Current guidance in the UK is that parents should decide where their baby sleeps, but says the safest option is in a crib or cot in the same room.
Many other countries, such as the US and the Netherlands, go further and say parents should not share a bed with their baby for the first three months of his or her life.
Prof Bob Carpenter, from the London School of Hygiene & Tropical Medicine, carried out the analysis and says the UK should now follow suit and “take a more definitive stance against bed-sharing for babies under three months”.
Prof Carpenter maintains avoiding bed-sharing would save lives – by his calculations, 120 of the 300 cot deaths that occur in the UK each year.
Current advice on Sudden Infant Death Syndrome (SIDS)
- Place your baby on their back to sleep.
- Cut smoking in pregnancy, including dads. Don’t let anyone smoke in the same room as your baby.
- The safest place for your baby to sleep is in a crib or cot in a room with you for the first six months.
- Never sleep with your baby on a sofa or armchair.
- Do not let your baby get too hot, and keep their head uncovered.
Source: The Lullaby Trust
In his analysis, one or both parents had been sleeping with their child at the time of death in a fifth of cases.

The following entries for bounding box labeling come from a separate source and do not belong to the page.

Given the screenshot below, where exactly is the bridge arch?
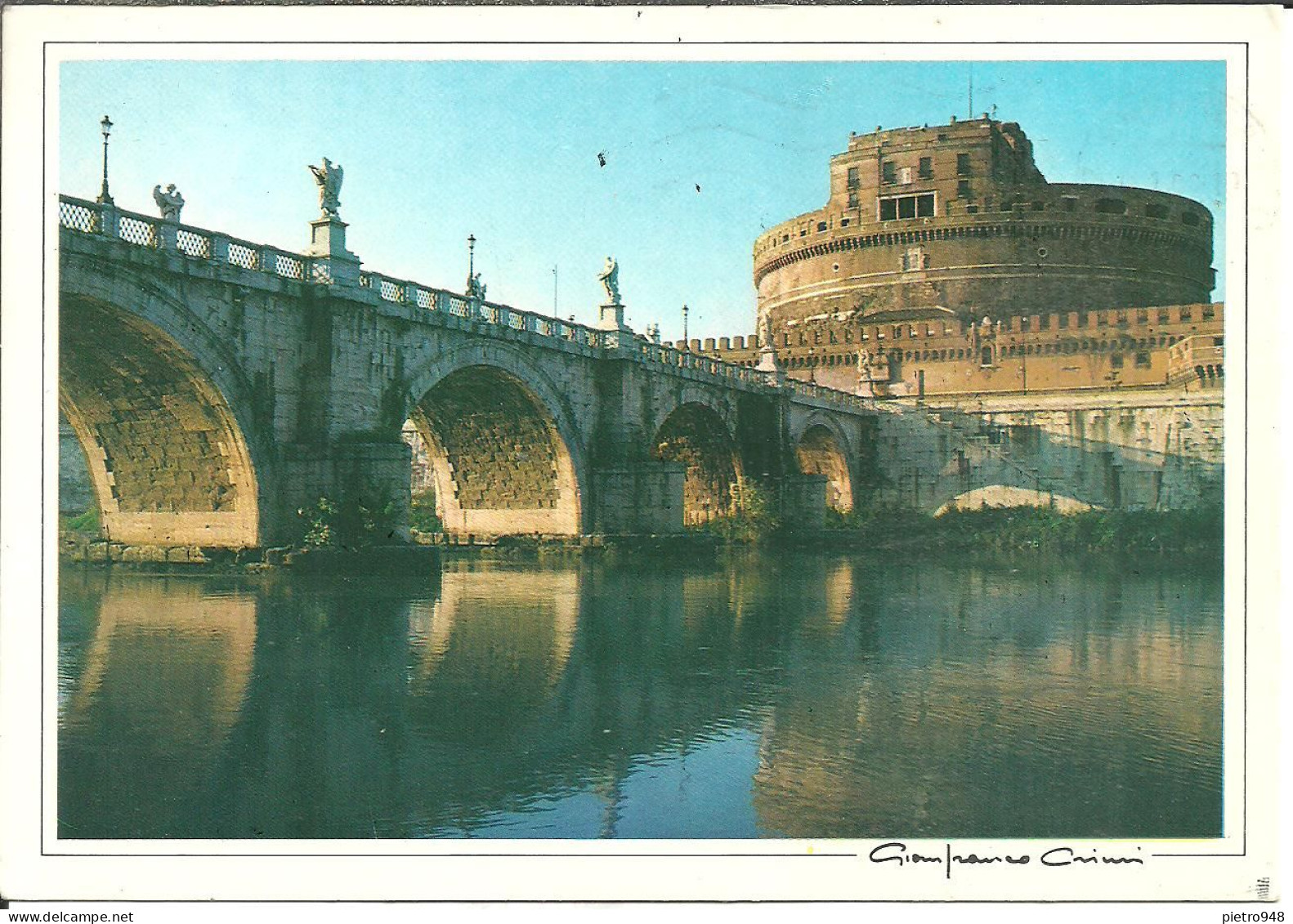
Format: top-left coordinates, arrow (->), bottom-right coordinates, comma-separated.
795,413 -> 853,513
406,344 -> 587,535
58,285 -> 271,548
651,402 -> 744,526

Only one in every 10 parents in the control group said they had shared a bed with their baby.
Even in very low-risk breastfed babies, where there were no risk factors for sudden infant death syndrome (SIDS) other than that they had slept in their parents’ bed, 81% of cot deaths in infants under three months of age could have been prevented by not bed sharing.
Prof Carpenter says he is not suggesting that babies should be banned from being in the parents’ bed for comfort and feeding.